I founded Kukuyeva Consulting to help companies improve their product market fit by leveraging data to understand how your customers are using your product(s), to help you identify the most valuable and loyal customer base, improve your product and scale the business -- and avoid very costly mistakes I’ve seen Fortune 500 companies make time and time again.
It’s impossible to get insights from data you didn’t collect. When I was at a top consulting firm, my colleagues and I executed multi-year -- multi-million dollar -- digital transformations to help Fortune 500 companies begin making near-real time decisions based on data for the very first time.
One of our clients was a major retailer who struggled to target their repeat customers -- because they only tracked purchases, not customers.

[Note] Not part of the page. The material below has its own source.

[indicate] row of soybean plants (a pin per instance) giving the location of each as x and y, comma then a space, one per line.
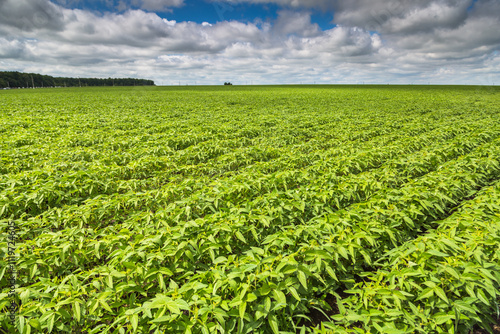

You've spent time and money to develop your product and market it, to get prospects to your door. Do you know who's going inside and what your customers are doing once they get there? Do you need an expert to guide you?
For the past 10 years, I've helped companies of all shapes and sizes (from solopreneurs to international corporations) start from the very beginning, and refine their product market fit in virtually every industry: IoT, fashion, hospitality, internet and social networks, healthcare, finance, market research and online advertising, including:
Reduced product risk and increased revenue streams for therapeutic device start-up by advising founders to scope down offering from smart apparel to HaaS
Developed and implemented novel performance metrics to evaluate quality of network connectivity for online gaming start-up with terabytes of data
Identified areas of missed revenue opportunities, by understanding nuances of how customers choose what to buy, for fashion subscription box from 10K+ customer reviews
I have a PhD in Statistics from UCLA, where I developed a novel image compression algorithm and uncovered similarities between two storms on Jupiter -- a finding confirmed by NASA’s Juno mission 6 years later.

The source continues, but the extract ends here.